According to the European Commission, 75% of the EU population live in towns and cities. Demographic trends suggest this proportion will continue to increase. Living space will be at a premium. This presents a range of challenges, including the need for housing water and sanitation, energy supply and transport infrastructure.

Concrete is a highly flexible, durable, affordable and energy-efficient material that can effectively address a wide variety of needs. It can provide above-ground and underground infrastructure, ranging from energy-efficient buildings and housing, to water infrastructure, roads and innovative underground transport solutions. Concrete can also be cast into virtually any shape or form, which allows for design freedom and variety in the applications. Concrete provides the very foundations of Europe's "smart cities" of the future.

Affordable housing

The trend towards increasing urbanisation results in a growing need for affordable housing. The concrete sector can help tackle the shortage of housing and the need for rapid construction by providing comfortable, affordable and energy efficient housing. Its flexibility means that concrete can also be found in interior settings such as kitchens and bathrooms. Concrete's ability to absorb temperature variations (called thermal mass) contributes to building comfort as well as lower costs. Its durability means maintenance and renovation are also reduced.

Safe, secure and resilient

Concrete is made to last. It can withstand major shocks, absorb sound, and regulate temperatures. Concrete buildings can have a minimum service life of 50 years, but may remain serviceable for hundreds of years, if properly maintained.
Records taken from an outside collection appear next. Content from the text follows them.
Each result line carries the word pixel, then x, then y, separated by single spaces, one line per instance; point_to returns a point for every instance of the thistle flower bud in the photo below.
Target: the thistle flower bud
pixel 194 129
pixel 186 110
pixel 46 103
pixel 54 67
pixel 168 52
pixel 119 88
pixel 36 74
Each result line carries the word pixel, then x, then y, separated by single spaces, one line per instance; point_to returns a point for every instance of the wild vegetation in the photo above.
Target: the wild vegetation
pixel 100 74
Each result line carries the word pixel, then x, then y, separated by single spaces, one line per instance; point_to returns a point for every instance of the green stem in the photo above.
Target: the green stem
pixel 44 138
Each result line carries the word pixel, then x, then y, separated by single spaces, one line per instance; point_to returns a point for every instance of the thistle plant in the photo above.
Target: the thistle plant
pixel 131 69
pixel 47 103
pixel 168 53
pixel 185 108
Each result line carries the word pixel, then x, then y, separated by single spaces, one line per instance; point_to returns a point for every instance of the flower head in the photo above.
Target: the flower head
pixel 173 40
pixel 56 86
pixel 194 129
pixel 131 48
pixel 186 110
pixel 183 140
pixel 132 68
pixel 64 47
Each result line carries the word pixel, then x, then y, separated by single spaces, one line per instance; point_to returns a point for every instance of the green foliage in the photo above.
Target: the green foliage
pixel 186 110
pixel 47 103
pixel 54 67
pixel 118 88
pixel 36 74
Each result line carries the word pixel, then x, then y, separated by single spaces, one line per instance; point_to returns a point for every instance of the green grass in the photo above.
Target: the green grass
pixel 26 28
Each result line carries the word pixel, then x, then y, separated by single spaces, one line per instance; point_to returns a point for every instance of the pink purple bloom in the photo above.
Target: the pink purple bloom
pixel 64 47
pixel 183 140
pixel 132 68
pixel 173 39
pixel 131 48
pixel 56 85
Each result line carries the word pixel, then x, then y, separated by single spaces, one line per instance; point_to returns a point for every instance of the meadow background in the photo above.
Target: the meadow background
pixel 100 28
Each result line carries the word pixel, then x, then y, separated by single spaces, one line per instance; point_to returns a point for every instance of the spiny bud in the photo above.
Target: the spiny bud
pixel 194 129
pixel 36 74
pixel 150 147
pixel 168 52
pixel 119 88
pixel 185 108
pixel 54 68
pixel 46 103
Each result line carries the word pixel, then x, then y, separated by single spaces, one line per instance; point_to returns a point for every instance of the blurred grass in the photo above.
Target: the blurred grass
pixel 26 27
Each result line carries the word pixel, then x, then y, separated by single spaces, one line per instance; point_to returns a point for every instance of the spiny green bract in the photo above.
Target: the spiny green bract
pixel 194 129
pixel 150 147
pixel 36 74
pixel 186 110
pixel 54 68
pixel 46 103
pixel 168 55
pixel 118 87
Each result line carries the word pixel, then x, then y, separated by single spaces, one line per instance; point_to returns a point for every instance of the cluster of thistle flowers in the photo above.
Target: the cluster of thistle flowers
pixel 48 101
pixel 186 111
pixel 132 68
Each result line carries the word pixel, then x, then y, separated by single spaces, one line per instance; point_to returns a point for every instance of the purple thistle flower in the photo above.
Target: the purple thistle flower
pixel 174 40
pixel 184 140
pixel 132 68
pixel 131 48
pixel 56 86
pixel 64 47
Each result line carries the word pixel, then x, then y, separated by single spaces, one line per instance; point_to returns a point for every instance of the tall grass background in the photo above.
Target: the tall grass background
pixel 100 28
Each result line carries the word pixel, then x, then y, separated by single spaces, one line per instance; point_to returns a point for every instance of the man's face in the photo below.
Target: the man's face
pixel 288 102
The durability and resilience of concrete makes it ideal for constructing buildings that demand high safety levels. For example, nuclear power plants and hydroelectric dams are constructed almost entirely of concrete. It has properties that will be mandatory as national building codes are revised to address extreme weather linked to climate change, such as rising sea levels and storms.

Safety comes as standard with concrete. It does not require special coatings or sealers. Concrete has unsurpassed and proven fire resistance properties. It does not burn or melt and retains its structural stability at high temperatures. This, combined with its affordability, acoustic performance and healthier indoor air quality is why concrete is ideal for building hospitals, schools and other public buildings.

Concretely responsible

The concrete industry is working hard to improve the responsible sourcing of materials throughout the supply chain. In the UK for example, by 2011 almost 96% of ready-mixed concrete was certified as responsibly sourced. This certification covers organisational governance, supply chain management and environmental and social aspects.

Long-lasting, safe roads

Concrete's durability, low maintenance and lower whole life costs and impacts mean it is perfectly suited for road pavements. As well as offering a comfortable, safe and quiet ride, concrete roads also contribute to reducing CO₂ emissions of vehicles. On top of all this, concrete roads ensure increased fire safety in tunnels!